Я вышел в ту ночь наверх — редко я выходил без дела, а тут вышел, — и стоял в темноте над землёй, в которой только что родился человек, и слушал, как далеко за рекой гудит их город, не знающий, что у него под боком, под выскобленной плешью, в трёх ярусах глины, прибыло жизни на одну весну. Они считали эту землю мёртвой. Они объявят её мёртвой в своих сводках. А она рожала. И пока она рожала, выскоблить её было нельзя никаким катком, потому что катком убивают живущих, а нерождённых каток не достаёт, и они приходят после него, и кричат, что они живые, и берут землю заново. Я знал это в ту ночь не ремеслом и не пророчеством — я знал это просто, как знает всякий, кто слышал крик новорождённого над мёртвой землёй.
* * *
Но та же камера, где родилась весна, чаще провожала, чем встречала, и одно такое прощание я запомнил рядом с тем рождением, как держат рядом две стороны одной монеты.
Молодой боец, из второго выпуска, по имени Зой, получил в живот — худшая рана из всех, какие земля и тётушка Сау умели лечить, потому что живот под коптилкой, без учёного лекаря и сонного зелья, не лечится, а только обезболивается ожиданием. Тётушка Сау сделала, что могла, — а могла она немного, и знала это, и не обманывала ни его, ни меня. Зой умирал трое суток, медленно, в той же камере, где орала «весна», и эти трое суток были долгими, как трое суток подземного боя, только в бою есть дело, а тут дела не было, было только сидеть с умирающим и не давать ему уходить в одиночку.

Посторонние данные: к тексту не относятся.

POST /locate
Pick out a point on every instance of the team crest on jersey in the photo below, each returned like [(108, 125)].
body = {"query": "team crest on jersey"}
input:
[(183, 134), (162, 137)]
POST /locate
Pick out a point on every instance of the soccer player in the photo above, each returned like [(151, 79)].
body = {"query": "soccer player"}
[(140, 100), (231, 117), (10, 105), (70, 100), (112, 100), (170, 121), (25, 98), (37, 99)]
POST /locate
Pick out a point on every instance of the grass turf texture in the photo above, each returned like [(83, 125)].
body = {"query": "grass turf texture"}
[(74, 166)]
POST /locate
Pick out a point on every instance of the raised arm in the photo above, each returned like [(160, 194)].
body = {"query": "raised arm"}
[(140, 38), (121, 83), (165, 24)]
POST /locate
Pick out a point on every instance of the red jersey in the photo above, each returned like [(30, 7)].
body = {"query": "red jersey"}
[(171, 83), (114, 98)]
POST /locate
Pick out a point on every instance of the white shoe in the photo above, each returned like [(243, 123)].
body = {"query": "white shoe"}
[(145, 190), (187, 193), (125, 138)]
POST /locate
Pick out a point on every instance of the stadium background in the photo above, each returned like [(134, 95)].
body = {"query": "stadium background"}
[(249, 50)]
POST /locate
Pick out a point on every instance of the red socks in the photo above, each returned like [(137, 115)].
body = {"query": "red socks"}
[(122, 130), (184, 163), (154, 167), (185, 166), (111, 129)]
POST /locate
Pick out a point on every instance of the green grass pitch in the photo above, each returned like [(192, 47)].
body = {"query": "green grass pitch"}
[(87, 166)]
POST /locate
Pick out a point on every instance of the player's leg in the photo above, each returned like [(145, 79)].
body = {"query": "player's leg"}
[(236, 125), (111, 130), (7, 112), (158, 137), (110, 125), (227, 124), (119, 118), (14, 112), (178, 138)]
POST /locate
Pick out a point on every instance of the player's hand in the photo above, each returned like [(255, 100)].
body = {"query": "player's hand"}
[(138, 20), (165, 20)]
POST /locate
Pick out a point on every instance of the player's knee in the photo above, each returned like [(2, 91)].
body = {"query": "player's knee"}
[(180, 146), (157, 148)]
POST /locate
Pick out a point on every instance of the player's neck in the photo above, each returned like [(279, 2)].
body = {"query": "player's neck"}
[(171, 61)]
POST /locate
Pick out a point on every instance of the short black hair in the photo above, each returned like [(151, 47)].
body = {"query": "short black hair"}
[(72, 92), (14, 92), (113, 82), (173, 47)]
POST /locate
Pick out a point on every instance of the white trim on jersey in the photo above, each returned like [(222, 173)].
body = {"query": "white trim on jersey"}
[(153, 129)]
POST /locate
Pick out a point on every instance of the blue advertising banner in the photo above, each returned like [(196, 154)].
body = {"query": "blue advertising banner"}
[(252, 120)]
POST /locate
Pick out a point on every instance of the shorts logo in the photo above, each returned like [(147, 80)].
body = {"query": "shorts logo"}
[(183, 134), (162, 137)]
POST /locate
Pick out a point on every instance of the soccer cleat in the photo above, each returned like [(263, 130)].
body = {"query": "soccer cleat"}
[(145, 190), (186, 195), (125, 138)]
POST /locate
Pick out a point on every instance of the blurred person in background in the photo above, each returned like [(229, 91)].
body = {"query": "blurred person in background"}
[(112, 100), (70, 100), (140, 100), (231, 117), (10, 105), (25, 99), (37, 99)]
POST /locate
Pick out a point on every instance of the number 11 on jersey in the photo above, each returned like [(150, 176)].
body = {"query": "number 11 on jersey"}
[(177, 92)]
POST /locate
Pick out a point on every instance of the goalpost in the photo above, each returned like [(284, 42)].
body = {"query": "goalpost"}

Я сидел с ним. Командир сидит с умирающим своим, если может, потому что человек не должен уходить один, а у Зоя, как у многих, никого не осталось, кроме нас, его зоны, его земли. Я держал его руку — холодеющую от живота вверх — и говорил ему ровно, не отводя глаз, ту чепуху, какой держат человека на грани, только грань эта была не та, с которой возвращаются. Я рассказывал ему, как вернутся наши, как отстроят хутор, как будет рис на его поле, — рассказывал то, чего сам уже не помнил из будущего, а сочинял из веры, и Зой слушал и под конец, уже еле слышно, спросил, правда ли это будет. Я сказал — правда. Это была единственная ложь, какую я позволял себе в той войне, — ложь умирающему о том, что будет, — и я не считал её грехом, потому что человеку легче уходить, веря, что то, за что он умирает, сбудется, а сбудется оно или нет, умирающему уже не проверить, и пусть уходит с верой.
Тётушка Сау в те трое суток не отходила от него дольше, чем требовала другая работа, и я видел, как ей тяжело, хоть лицо у неё было спокойное, рабочее, как у Шау над землёй, как у дядюшки Кана над снарядом. Она хоронила своих больных не реже, чем я своих бойцов, и хоронить их было ей тяжелее, чем мне моих: мой гибнет в бою, делая дело, а её умирает у неё на руках, медленно, и она при этом бессильна, и бессилие это для лекаря горше всякой раны. Она сказала мне над уже мёртвым Зоем, тихо, не для жалости: «Я их всех помню, командир. Кого вынесла и кого не сумела. Не сумевших — крепче. Они мне снятся». У неё была своя казна, не вещью, а лицами тех, кого не сумела, и казна эта была, может, тяжелее моей, потому что в моей лежали павшие в бою, а в её — те, кого она держала за руку и не удержала.